Estimating Uncertainty and Risk in Sales Forecasts and Budgets

Blaine Bateman

You can download a PDF version of this paper here.

The uncertainty and attendant risk in sales forecasts used in corporate budgeting processes is often ignored. The pervasive use of single-value forecasts (Savage, 2012) to “roll up” a forecast for the firm ignores important aspects of asymmetry that is likely present in each individual forecast provided by sales managers. The best way to estimate the rolled up forecast is by performing a Monte Carlo simulation, after representing the input forecasts as distributions. Fortunately, this can be relatively simple even using Microsoft Excel™ (Excel™) as the simulation tool. In this paper we motivate why this approach adds value and describe methods to implement the approach. We present some simple example cases to illustrate the difference between likely risks (both high and low) of missing the forecast and the risk that many managers may assume. Characterizing the actual risks based on a distribution can help firms better manage business risk and communicate with stakeholders.
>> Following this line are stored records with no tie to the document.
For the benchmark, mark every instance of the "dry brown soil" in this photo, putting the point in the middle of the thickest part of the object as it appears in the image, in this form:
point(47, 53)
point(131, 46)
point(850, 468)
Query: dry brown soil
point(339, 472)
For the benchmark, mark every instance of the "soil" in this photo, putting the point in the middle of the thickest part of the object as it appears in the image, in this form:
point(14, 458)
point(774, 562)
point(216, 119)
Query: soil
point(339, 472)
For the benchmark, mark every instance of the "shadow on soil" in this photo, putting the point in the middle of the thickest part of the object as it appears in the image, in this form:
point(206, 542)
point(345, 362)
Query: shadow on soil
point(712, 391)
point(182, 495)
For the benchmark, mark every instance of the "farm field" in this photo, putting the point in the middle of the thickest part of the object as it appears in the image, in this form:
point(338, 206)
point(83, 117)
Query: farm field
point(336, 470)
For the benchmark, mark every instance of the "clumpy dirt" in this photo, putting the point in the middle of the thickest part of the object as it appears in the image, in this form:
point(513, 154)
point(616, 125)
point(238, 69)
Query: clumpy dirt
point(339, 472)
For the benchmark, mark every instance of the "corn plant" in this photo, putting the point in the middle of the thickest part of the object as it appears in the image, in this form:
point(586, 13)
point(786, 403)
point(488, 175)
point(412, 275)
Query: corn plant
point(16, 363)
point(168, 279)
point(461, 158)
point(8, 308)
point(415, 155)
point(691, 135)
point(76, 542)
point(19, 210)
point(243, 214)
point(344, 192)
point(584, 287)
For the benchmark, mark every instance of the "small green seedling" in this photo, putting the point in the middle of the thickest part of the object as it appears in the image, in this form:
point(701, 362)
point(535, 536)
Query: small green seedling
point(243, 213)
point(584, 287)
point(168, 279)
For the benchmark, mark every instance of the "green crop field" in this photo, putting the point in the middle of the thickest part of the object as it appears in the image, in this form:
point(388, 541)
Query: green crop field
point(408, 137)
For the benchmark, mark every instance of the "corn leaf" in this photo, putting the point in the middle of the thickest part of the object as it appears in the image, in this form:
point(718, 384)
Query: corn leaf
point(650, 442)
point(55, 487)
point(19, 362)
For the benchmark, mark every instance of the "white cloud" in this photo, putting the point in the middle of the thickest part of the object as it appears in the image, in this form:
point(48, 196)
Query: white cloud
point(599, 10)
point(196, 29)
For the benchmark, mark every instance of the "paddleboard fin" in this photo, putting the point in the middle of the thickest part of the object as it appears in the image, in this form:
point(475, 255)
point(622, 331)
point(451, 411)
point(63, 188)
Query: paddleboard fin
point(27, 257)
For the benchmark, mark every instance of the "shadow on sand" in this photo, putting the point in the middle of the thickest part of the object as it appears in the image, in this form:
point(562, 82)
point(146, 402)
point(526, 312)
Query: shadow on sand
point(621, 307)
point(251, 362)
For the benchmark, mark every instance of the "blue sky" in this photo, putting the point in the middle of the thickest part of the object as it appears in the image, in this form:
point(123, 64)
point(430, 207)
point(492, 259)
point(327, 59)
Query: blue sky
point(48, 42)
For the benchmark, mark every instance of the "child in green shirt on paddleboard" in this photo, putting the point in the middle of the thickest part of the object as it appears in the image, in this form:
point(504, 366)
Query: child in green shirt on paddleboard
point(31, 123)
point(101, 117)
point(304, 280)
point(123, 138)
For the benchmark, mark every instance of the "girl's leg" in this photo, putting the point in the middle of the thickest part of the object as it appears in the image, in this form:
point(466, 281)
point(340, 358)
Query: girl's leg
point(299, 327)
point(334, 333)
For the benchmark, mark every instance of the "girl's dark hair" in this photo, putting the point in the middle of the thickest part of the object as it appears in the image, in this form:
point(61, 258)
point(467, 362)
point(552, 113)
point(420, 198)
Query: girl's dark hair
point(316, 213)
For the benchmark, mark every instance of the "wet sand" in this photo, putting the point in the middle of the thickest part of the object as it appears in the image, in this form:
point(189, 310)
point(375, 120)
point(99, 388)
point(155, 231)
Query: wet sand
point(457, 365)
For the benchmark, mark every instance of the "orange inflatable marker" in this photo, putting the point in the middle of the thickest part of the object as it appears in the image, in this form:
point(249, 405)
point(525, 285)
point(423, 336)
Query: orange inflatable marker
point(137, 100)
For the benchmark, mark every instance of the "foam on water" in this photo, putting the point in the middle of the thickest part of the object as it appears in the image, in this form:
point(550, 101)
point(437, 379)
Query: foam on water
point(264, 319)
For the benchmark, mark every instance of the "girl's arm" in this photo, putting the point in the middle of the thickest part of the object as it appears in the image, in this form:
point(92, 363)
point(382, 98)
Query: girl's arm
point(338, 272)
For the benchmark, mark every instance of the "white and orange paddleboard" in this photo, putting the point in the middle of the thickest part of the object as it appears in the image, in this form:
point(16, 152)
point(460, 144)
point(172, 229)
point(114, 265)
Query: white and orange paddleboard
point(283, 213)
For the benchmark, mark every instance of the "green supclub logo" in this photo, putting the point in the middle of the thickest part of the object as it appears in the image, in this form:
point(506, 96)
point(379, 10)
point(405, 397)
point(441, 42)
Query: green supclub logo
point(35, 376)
Firms generally have an annual budgeting cycle, which begins with collecting forecasts for the next year from all the sales functions [1]. Whether a top-down [2] revenue target is given in advance or not, it is common, after finalizing all bottom-up sales inputs, to include additional revenues in the target for the next year--these additional revenues may be referred to as “stretch” or some other colorful adjective, with the meaning that the leadership expects sales to find additional revenue beyond that which can be forecast specifically.

It might be tempting to think of the stretch revenue as the uncertainty [3] in the forecast. While it is almost a given that the added top-down revenue is part of the total uncertainty in the forecast, in practice it is only a portion. In this paper I discuss uncertainty in the individual inputs, how to describe those inputs as distributions, the resulting total uncertainty by combining inputs with uncertainties and distributions, and finally how to model the distribution for the rolled-up forecast to estimate the total uncertainty.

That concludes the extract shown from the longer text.